Step 4: View the Scaling Operation

Having analyzed the original pods in the sample hamster application and determined that the CPU and memory reservations are inadequate, the Vertical Pod Autoscaler (specifically the Updater) relaunches the pods with different values as proposed by the Recommender. Note that the Vertical Pod Autoscaler does not modify the template in the deployment, but updates the actual requests of the pods.

  1. Monitor the pods in the sample hamster application, and wait for the Updater to start a new hamster pod with a new name, by entering:
    kubectl get --watch pods -l app=hamster
  2. When you see that a new hamster pod has started, view its CPU and memory reservations using the kubectl describe pod command and the pod's name. For example:
    kubectl describe pod hamster-7cbfd64f57-wmg4

    In the requests section of the output, you can see the new pod's CPU and memory reservations:

        Requests:
          cpu:        587m
          memory:     262144k

    In the above example, notice that the CPU reservation has increased to 587 millicores and the memory reservation has increased to 262,144 Kilobytes. The original pod was under-resourced and the Vertical Pod Autoscaler has corrected the original reservations with more appropriate values.
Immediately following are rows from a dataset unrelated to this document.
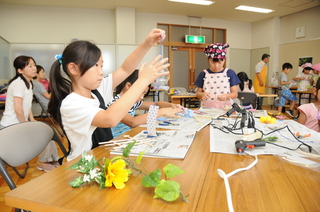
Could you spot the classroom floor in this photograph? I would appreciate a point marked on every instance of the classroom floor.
(33, 172)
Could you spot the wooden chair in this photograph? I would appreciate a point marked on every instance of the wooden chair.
(22, 142)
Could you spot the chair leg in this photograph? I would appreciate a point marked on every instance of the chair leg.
(6, 175)
(24, 172)
(57, 140)
(55, 126)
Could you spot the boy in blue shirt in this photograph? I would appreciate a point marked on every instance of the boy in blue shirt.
(285, 92)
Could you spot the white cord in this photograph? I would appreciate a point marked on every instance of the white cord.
(226, 182)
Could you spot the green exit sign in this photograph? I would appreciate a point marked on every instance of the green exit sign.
(194, 39)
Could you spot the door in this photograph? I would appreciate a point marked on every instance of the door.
(187, 64)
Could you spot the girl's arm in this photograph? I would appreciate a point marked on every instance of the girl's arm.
(162, 104)
(118, 110)
(133, 60)
(142, 119)
(302, 117)
(201, 94)
(18, 108)
(31, 118)
(232, 95)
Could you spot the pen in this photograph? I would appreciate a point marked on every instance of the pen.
(203, 126)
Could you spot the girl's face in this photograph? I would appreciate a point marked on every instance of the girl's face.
(143, 94)
(41, 74)
(92, 78)
(29, 71)
(307, 72)
(216, 66)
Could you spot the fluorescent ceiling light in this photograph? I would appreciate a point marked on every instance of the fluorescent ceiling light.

Note that you might see different CPU and memory reservations.

Step 5: View the Recommendation

View the recommendations made by the Vertical Pod Autoscaler (specifically, by the Recommender) by entering:

kubectl describe vpa/hamster-vpa

The output from the above command shows the recommendations:

Name:         hamster-vpa
Namespace:    default
Labels:       <none>
Annotations:  kubectl.kubernetes.io/last-applied-configuration:
                {"apiVersion":"autoscaling.k8s.io/v1beta2","kind":"VerticalPodAutoscaler","metadata":{"annotations":{},"name":"hamster-vpa","namespace":"d...
API Version:  autoscaling.k8s.io/v1
Kind:         VerticalPodAutoscaler
Metadata:
  Creation Timestamp:  2020-09-22T18:08:09Z
  Generation:          27
  Resource Version:    19466955
  Self Link:           /apis/autoscaling.k8s.io/v1/namespaces/default/verticalpodautoscalers/hamster-vpa
  UID:                 689cee90-6fed-404d-adf9-b6fa8c1da660
Spec:
  Resource Policy:
    Container Policies:
      Container Name:  *
      Controlled Resources:
        cpu
        memory
      Max Allowed:
        Cpu:     1
        Memory:  500Mi
      Min Allowed:
        Cpu:     100m
        Memory:  50Mi
  Target Ref:
    API Version:  apps/v1
    Kind:         Deployment
    Name:         hamster
  Update Policy:
    Update Mode:  Auto
Status:
  Conditions:
    Last Transition Time:  2020-09-22T18:10:10Z
    Status:                True
    Type:                  RecommendationProvided
  Recommendation:
    Container Recommendations:
      Container Name:  hamster
      Lower Bound:
        Cpu:     519m
        Memory:  262144k
      Target:
        Cpu:     587m
        Memory:  262144k
      Uncapped Target:
        Cpu:     587m
        Memory:  262144k
      Upper Bound:
        Cpu:     1
        Memory:  500Mi
Events:          <none>

Note that you might see different recommendations.

Step 6: Clean Up

  1. Remove the sample application by entering:
    kubectl delete -f examples/hamster.yaml
  2. In the vertical-pod-autoscaler directory, delete the Vertical Pod Autoscaler deployment by entering:

    ./hack/vpa-down.sh